戻す場所は決めたはずなのに、疲れている日はそこまで戻せない。

「ちゃんと戻せばいいだけ」

そう分かっていても、そのひと手間が重い日があります。

バッグを持って歩く。

扉を開ける。

分類する。

奥にしまう。

一つひとつは小さくても、疲れた日にはその積み重ねで止まります。

片付けが続かないのは、やる気が弱いからとは限りません。

戻す場所が悪いのではなく、戻すまでの手間が多すぎるのかもしれません。

この記事は、整える暮らしシリーズ第28話です。

今回は、きれいな収納を増やす前に「戻す手間」を減らして、疲れた日でも片付けを続けやすくする考え方をまとめます。

片付けが続かないのは、やる気が弱いからではない

片付けが続かないと、自分を責めたくなります。

また出しっぱなしにしてしまった。

また机の上に置いたままにしてしまった。

また洗濯物をカゴに入れっぱなしにしてしまった。

そういう状態が続くと、「自分は片付けが苦手なんだ」と感じやすくなります。

でも、片付けが続かない原因を、性格や意志だけで考えると改善しにくくなります。

特に、介護の仕事のように体も気持ちも使う仕事をしていると、帰宅後には判断する力がかなり減っています。

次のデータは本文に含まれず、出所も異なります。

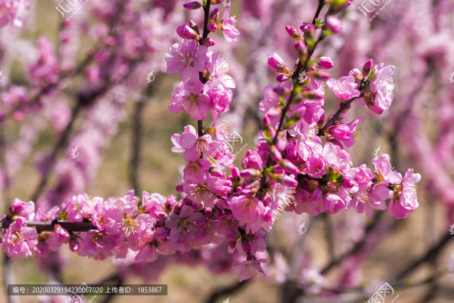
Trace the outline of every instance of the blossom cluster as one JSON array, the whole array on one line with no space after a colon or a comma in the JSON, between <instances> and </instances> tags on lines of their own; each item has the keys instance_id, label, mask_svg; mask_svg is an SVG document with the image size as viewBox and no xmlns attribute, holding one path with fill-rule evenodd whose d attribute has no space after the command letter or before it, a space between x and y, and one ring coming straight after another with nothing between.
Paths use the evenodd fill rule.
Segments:
<instances>
[{"instance_id":1,"label":"blossom cluster","mask_svg":"<svg viewBox=\"0 0 454 303\"><path fill-rule=\"evenodd\" d=\"M338 79L332 78L325 71L333 67L331 60L313 54L316 33L321 32L322 37L342 30L342 22L332 15L324 24L302 24L302 35L295 27L286 27L296 40L295 70L291 72L277 54L268 58L269 67L278 73L279 84L264 89L257 147L247 151L241 170L236 167L236 157L224 143L229 130L218 119L230 109L236 83L220 53L208 50L216 41L208 35L219 30L232 42L238 40L240 33L235 17L230 16L230 5L224 4L220 19L219 9L210 10L211 5L184 5L190 10L203 7L208 18L201 33L192 21L178 27L177 33L183 40L165 55L167 72L181 73L169 110L185 112L198 121L197 129L189 125L172 137L172 150L183 153L188 163L182 184L176 187L181 198L145 191L141 197L131 190L105 200L81 192L61 209L55 206L48 211L35 210L33 201L16 198L5 217L11 223L2 236L9 257L44 257L68 244L72 251L95 260L114 255L124 259L134 252L136 260L152 262L158 255L226 242L229 252L245 259L232 268L241 281L265 275L261 264L269 262L265 231L271 229L280 212L316 216L353 208L370 216L374 209L387 209L402 218L418 208L415 184L419 174L410 169L403 177L393 170L386 154L372 160L373 170L365 164L355 167L345 149L354 144L364 118L345 123L340 114L356 99L376 114L388 109L393 100L394 68L373 66L369 60L362 71L355 68ZM339 99L340 107L327 119L325 83ZM212 126L204 127L203 120L210 111ZM220 167L229 168L231 174ZM50 222L53 230L39 229L35 221ZM84 223L88 230L65 229L63 222Z\"/></svg>"}]
</instances>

勤務中にたくさんの対応や確認をしてきたあとでは、家に帰って物を戻すだけでも重く感じやすいです。

これは怠けているのではなく、一日の中で使える力をかなり使い切っている状態に近いと思います。

疲れている日に必要なのは、もっと頑張ることではありません。

戻すまでの手間を減らして、力が残っていない日でも自然に戻せる形を作ることです。

戻すまでの手間が多いと、疲れた日は続かない

物を戻す時には、見えにくい手間があります。

そこまで歩く。

扉を開ける。

フタを外す。

中身を分ける。

奥にしまう。

またフタを閉める。

机の上に充電器や郵便物を小さなカゴと一緒に置き、戻す手間を減らした一人暮らしの部屋。

元気な時には気にならない動きでも、疲れている日は一つずつ重くなります。

たとえば、充電器を引き出しの中にしまう形にしているとします。

見た目はすっきりします。

でも、毎回引き出しを開けて、コードをまとめて、決まった場所に戻す必要があります。

元気な時はできます。

でも、疲れている日は机の上に置いたままになりやすいです。

これは意志が弱いからではありません。

戻すまでの動きが、今の自分にとって多いだけです。

片付けを続けるには、収納をきれいにする前に、戻すまでの手間を見直した方が効果的です。

きれいな収納ほど、戻す手間が増えることがある

きれいな収納は、見ていて気持ちがいいです。

箱がそろっている。

ラベルが貼ってある。

物が見えない。

引き出しの中まで整っている。

そういう収納は、整った部屋に見えます。

ただし、きれいな収納ほど、戻す手間が増えることがあります。

箱を出す。

フタを開ける。

中の仕切りに合わせて入れる。

またフタを閉める。

箱を戻す。

この流れが必要になると、疲れた日には続きにくくなります。

見た目が整っていても、戻すまでに手間がかかるなら、毎日の暮らしには合っていない場合があります。

片付けは、見た目を完璧に整えることより、疲れて帰ってきた自分が次の日に困りにくくなることの方が大事です。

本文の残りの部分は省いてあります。